The repentance of oneself makes us to understand our own limitedness.

When we understand our limitedness, we experience the grace of God and outpouring of God’s love as we read (Jonah 3:5) (Jonah 3:10):

“When the people of Nineveh believed God;

   they proclaimed a fast

   and all of them, great and small, put on sackcloth.

When God saw by their actions how they turned from their evil way,

   he repented of the evil that he had threatened to do to them;

   he did not carry it out.”

In conclusion, I would say that the world is a passing reality as we read (1 Corinthians 7:29-31):

“I tell you, brothers and sisters, the time is running out.

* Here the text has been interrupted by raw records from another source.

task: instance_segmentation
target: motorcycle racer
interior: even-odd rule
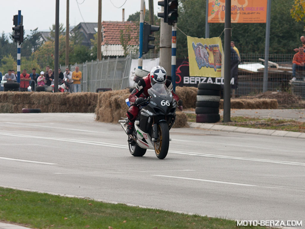
[[[177,102],[179,100],[178,96],[173,91],[173,84],[167,78],[165,70],[159,65],[153,67],[147,76],[140,79],[128,98],[131,105],[126,114],[128,119],[126,131],[128,134],[131,134],[133,132],[135,121],[139,113],[138,106],[149,96],[147,90],[155,83],[164,84],[172,92],[174,99]]]

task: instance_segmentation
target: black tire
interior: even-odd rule
[[[3,86],[5,88],[11,89],[19,88],[20,87],[20,84],[16,82],[7,82],[3,84]]]
[[[45,87],[43,86],[38,86],[36,88],[36,91],[45,91]]]
[[[135,157],[142,157],[146,152],[146,149],[142,149],[137,144],[134,140],[128,136],[128,147],[129,152],[132,156]]]
[[[199,107],[195,109],[196,114],[218,114],[219,109],[216,107]]]
[[[220,96],[218,96],[197,95],[197,101],[213,101],[219,102]]]
[[[197,91],[197,95],[204,95],[220,96],[220,91],[209,89],[199,89]]]
[[[23,108],[22,112],[23,113],[41,113],[41,110],[40,109]]]
[[[199,107],[218,108],[219,107],[219,102],[214,101],[197,101],[196,102],[196,107]]]
[[[53,91],[53,90],[54,89],[54,88],[52,87],[52,86],[48,86],[47,87],[45,87],[45,91],[47,91],[49,92],[52,92]]]
[[[196,115],[196,122],[217,122],[220,120],[218,114],[200,114]]]
[[[142,78],[139,77],[139,76],[135,75],[135,77],[134,77],[134,81],[137,83],[138,83],[138,82],[139,82],[139,80],[140,80],[140,79]]]
[[[221,86],[220,84],[216,84],[215,83],[199,83],[198,87],[199,89],[216,90],[217,91],[220,91],[221,89]]]
[[[168,151],[170,143],[170,132],[168,125],[165,122],[158,124],[158,141],[155,142],[155,152],[159,159],[165,158]]]

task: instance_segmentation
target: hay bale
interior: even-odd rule
[[[231,100],[231,108],[236,109],[277,109],[278,104],[276,99],[236,99]],[[224,100],[219,102],[219,109],[224,109]]]
[[[177,87],[176,93],[183,101],[184,108],[195,108],[198,89],[194,87]]]
[[[0,113],[13,113],[14,106],[11,103],[3,103],[0,104]]]
[[[187,118],[186,115],[182,111],[176,112],[176,120],[173,126],[173,128],[183,127],[187,125]]]
[[[130,94],[128,89],[99,93],[95,109],[95,120],[116,123],[121,117],[126,117],[128,107],[125,100]]]

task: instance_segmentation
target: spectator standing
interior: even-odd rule
[[[75,71],[72,73],[72,79],[73,80],[73,86],[74,92],[80,92],[81,80],[81,72],[79,71],[78,66],[75,67]]]
[[[40,72],[40,75],[37,78],[37,84],[38,86],[44,86],[45,85],[45,73],[43,71]]]
[[[52,69],[49,69],[48,72],[46,74],[45,73],[45,76],[46,81],[46,84],[48,86],[51,86],[51,84],[53,84],[52,83],[54,83],[54,75],[53,75],[53,70]]]
[[[69,92],[72,93],[73,92],[73,80],[72,79],[72,72],[69,69],[69,68],[66,69],[66,71],[63,73],[63,79],[64,80],[66,79],[67,82],[69,86],[69,89],[68,90]]]
[[[30,80],[30,74],[27,73],[27,69],[23,69],[22,74],[20,75],[20,91],[27,91]]]
[[[49,69],[50,69],[50,66],[48,65],[45,67],[45,77],[46,76],[47,74],[49,72]]]
[[[239,62],[240,62],[240,55],[239,55],[239,51],[238,51],[238,49],[235,46],[235,42],[234,41],[231,42],[231,47],[233,48],[233,49],[235,50],[236,53],[237,53],[237,55],[238,56],[238,60],[239,61]]]
[[[305,70],[305,53],[304,48],[302,46],[299,47],[299,52],[294,54],[292,60],[292,78],[296,79],[296,69]]]
[[[53,75],[54,73],[53,72]],[[61,72],[61,69],[60,68],[58,69],[58,81],[62,81],[63,80],[63,73]]]
[[[300,38],[300,40],[302,42],[302,47],[305,49],[305,36],[301,36]],[[299,52],[299,48],[296,48],[293,49],[293,50],[296,53],[297,53]],[[305,52],[305,49],[304,49],[304,52]]]
[[[8,81],[16,81],[17,80],[16,78],[16,76],[15,74],[12,72],[11,70],[9,70],[7,71],[8,73],[4,75],[4,80],[6,80]]]
[[[33,68],[32,69],[32,73],[30,74],[30,77],[31,79],[35,81],[35,82],[31,82],[31,87],[32,88],[32,91],[34,91],[34,89],[35,88],[35,85],[37,84],[37,78],[39,76],[39,74],[36,73],[36,69]]]

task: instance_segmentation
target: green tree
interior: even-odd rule
[[[1,62],[1,67],[0,67],[0,71],[2,73],[7,72],[9,69],[16,70],[17,68],[17,62],[10,54],[4,56]]]

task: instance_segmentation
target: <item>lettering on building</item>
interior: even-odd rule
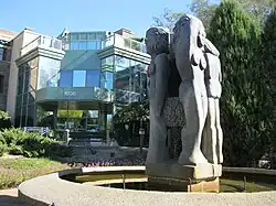
[[[74,91],[74,90],[66,90],[66,91],[64,91],[64,96],[65,97],[75,97],[76,96],[76,91]]]

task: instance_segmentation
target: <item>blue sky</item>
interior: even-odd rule
[[[164,8],[188,11],[191,0],[3,0],[0,28],[20,32],[32,28],[39,33],[59,35],[68,31],[132,30],[142,36]]]

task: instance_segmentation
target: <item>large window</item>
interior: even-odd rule
[[[86,86],[99,87],[99,71],[86,71]]]
[[[4,76],[0,75],[0,94],[3,94],[4,90]]]
[[[102,71],[110,71],[114,72],[114,56],[108,56],[100,61]]]
[[[73,86],[73,71],[61,71],[61,87],[72,87]]]
[[[102,72],[100,88],[113,89],[113,72]]]
[[[86,71],[73,72],[73,87],[85,87]]]
[[[97,42],[87,42],[87,50],[97,50]]]
[[[71,42],[70,50],[78,50],[78,42]]]
[[[128,104],[147,96],[146,64],[123,56],[115,56],[114,87],[116,101]]]
[[[3,48],[0,47],[0,61],[3,59]]]

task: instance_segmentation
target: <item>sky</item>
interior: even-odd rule
[[[188,11],[191,0],[0,0],[0,29],[57,36],[70,32],[126,28],[144,36],[166,8]]]

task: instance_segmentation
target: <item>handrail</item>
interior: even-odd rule
[[[22,47],[20,50],[21,56],[26,54],[31,50],[40,46],[40,45],[46,45],[49,47],[62,50],[62,41],[61,40],[57,40],[55,37],[45,36],[45,35],[39,35],[38,37],[35,37],[33,41],[31,41],[30,43],[28,43],[24,47]]]
[[[30,44],[32,44],[33,42],[35,42],[36,40],[39,40],[41,37],[41,35],[39,35],[38,37],[35,37],[33,41],[31,41],[31,42],[29,42],[26,45],[24,45],[22,48],[21,48],[21,51],[22,50],[24,50],[26,46],[29,46]]]

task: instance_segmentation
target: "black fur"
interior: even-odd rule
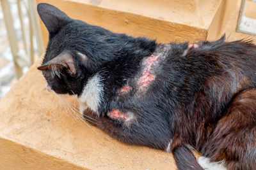
[[[61,76],[52,76],[51,69],[44,69],[48,84],[56,93],[80,96],[88,79],[100,74],[104,85],[97,111],[100,117],[86,110],[83,113],[97,119],[105,132],[129,144],[161,150],[172,140],[170,151],[180,169],[202,169],[188,145],[212,161],[225,160],[229,169],[256,169],[256,152],[246,148],[256,149],[256,100],[250,92],[243,93],[254,94],[256,87],[256,46],[250,41],[225,42],[223,36],[192,48],[188,43],[158,44],[71,19],[47,4],[38,4],[38,11],[50,32],[43,64],[67,52],[76,69],[70,74],[60,66]],[[77,53],[86,56],[86,62]],[[138,76],[143,60],[152,54],[161,55],[154,67],[156,78],[141,92]],[[119,95],[126,85],[131,90]],[[239,101],[248,99],[248,103]],[[232,115],[239,114],[234,107],[246,108],[250,118],[240,112],[243,119],[234,124]],[[134,120],[127,125],[111,118],[107,113],[115,109],[132,113]],[[236,129],[237,136],[225,138],[234,133],[236,125],[241,127]],[[244,133],[253,137],[237,142]],[[219,143],[228,145],[218,150],[215,144]]]

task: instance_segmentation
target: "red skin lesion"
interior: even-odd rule
[[[140,78],[138,84],[138,88],[146,88],[148,86],[148,84],[155,80],[155,76],[150,73],[152,70],[152,67],[156,64],[156,62],[158,60],[159,55],[152,55],[148,57],[147,60],[147,66],[145,68],[142,76]]]
[[[125,121],[128,119],[129,116],[125,113],[120,111],[118,109],[114,109],[108,113],[108,116],[113,119]]]
[[[118,92],[118,95],[122,95],[129,92],[131,90],[131,87],[129,85],[123,86]]]
[[[191,45],[189,45],[188,46],[188,48],[196,48],[198,47],[199,47],[199,45],[198,44],[191,44]]]

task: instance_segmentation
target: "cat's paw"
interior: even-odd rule
[[[211,162],[209,158],[200,157],[198,160],[198,164],[205,170],[227,170],[221,162]]]

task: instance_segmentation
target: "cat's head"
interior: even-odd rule
[[[37,10],[49,33],[38,69],[56,93],[79,95],[86,80],[112,59],[115,34],[72,19],[49,4],[39,4]]]

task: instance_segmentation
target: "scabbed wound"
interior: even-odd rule
[[[129,116],[126,113],[123,113],[118,109],[114,109],[108,113],[108,116],[113,119],[118,120],[123,122],[126,121]]]
[[[156,64],[159,57],[159,55],[151,55],[150,57],[147,59],[146,67],[137,82],[139,89],[143,90],[147,88],[149,83],[155,80],[155,76],[152,73],[153,67]]]

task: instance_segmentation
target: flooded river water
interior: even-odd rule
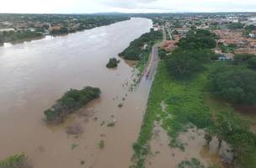
[[[24,152],[35,168],[129,167],[151,81],[142,79],[129,92],[134,68],[124,60],[116,70],[105,65],[152,25],[151,20],[131,18],[0,47],[0,160]],[[99,87],[101,97],[62,124],[44,122],[43,112],[55,100],[84,86]],[[68,135],[67,127],[73,124],[83,133]]]

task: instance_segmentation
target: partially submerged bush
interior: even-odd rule
[[[120,60],[118,60],[116,58],[110,58],[106,66],[108,68],[115,68],[119,63]]]
[[[49,109],[45,111],[47,122],[60,123],[69,113],[100,95],[97,87],[86,87],[82,90],[71,89]]]
[[[232,103],[255,104],[254,71],[235,67],[218,67],[210,74],[209,79],[211,91]]]
[[[1,168],[27,168],[27,156],[24,154],[12,155],[3,160],[0,160]]]

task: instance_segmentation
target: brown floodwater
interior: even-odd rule
[[[0,47],[0,160],[24,152],[36,168],[129,167],[152,81],[143,78],[131,92],[134,67],[122,60],[115,70],[105,65],[152,26],[131,18]],[[99,87],[101,97],[62,124],[44,122],[43,111],[55,100],[84,86]],[[74,124],[83,134],[66,133]]]

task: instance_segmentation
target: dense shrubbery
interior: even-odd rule
[[[248,68],[256,70],[256,56],[248,60]]]
[[[252,70],[256,70],[256,55],[250,54],[240,54],[234,56],[236,64],[246,64]]]
[[[64,118],[89,101],[99,97],[100,90],[86,87],[82,90],[71,89],[49,109],[45,111],[47,122],[61,122]]]
[[[161,31],[150,31],[143,34],[140,38],[133,40],[129,47],[119,54],[127,60],[139,60],[142,57],[144,45],[151,45],[153,41],[162,39],[163,34]]]
[[[191,30],[188,37],[182,38],[177,45],[184,50],[213,49],[216,45],[215,37],[216,34],[208,30]]]
[[[106,66],[108,68],[115,68],[119,63],[120,60],[118,60],[116,58],[110,58]]]
[[[27,156],[24,154],[10,156],[3,160],[0,160],[1,168],[28,168],[26,163]]]
[[[209,76],[211,91],[232,103],[256,103],[256,72],[220,66]]]
[[[247,157],[255,154],[256,135],[249,130],[248,123],[232,112],[217,113],[215,116],[213,124],[208,126],[205,139],[211,141],[212,137],[216,137],[219,142],[219,148],[222,141],[227,142],[234,154],[235,164],[239,167],[255,167],[255,155],[248,161]],[[249,166],[244,166],[246,165]]]
[[[177,77],[188,77],[203,69],[203,64],[210,60],[213,54],[209,50],[176,50],[167,60],[170,73]]]

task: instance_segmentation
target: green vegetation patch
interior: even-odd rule
[[[118,60],[116,58],[110,58],[106,66],[107,68],[115,68],[119,63],[120,60]]]
[[[82,90],[71,89],[51,108],[45,111],[46,121],[60,123],[67,114],[77,110],[91,100],[98,98],[99,95],[100,90],[97,87],[86,87]]]
[[[211,122],[210,110],[204,104],[202,96],[206,75],[199,75],[190,81],[182,81],[172,78],[168,71],[166,64],[161,60],[150,92],[141,133],[133,144],[134,167],[144,167],[145,158],[149,153],[149,140],[154,121],[162,120],[163,129],[172,137],[170,146],[181,150],[183,145],[176,138],[179,133],[186,129],[188,123],[205,128]],[[168,105],[167,113],[162,112],[162,101]]]
[[[1,168],[26,168],[27,156],[24,154],[12,155],[0,160]]]
[[[119,55],[126,60],[140,60],[143,59],[145,53],[148,53],[151,50],[151,48],[149,49],[147,46],[152,46],[154,41],[162,39],[163,34],[161,31],[150,31],[143,34],[141,37],[131,42],[130,45]]]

   From now on, let those having wives act as not having them,

   those weeping as not weeping,

   those rejoicing as not rejoicing,

   those buying as not owning,

   those using the world as not using it fully.

For the world in its present form is passing away.”

This is the call today as we face the pandemic and various pains, difficulties and struggles of life on this earth.

The world in its present form is passing away, we are called to create the new world from its present reality through our actions as repented people and loving God, loving the other, loving nature and loving oneself, trusting in Jesus Christ, our Saviour.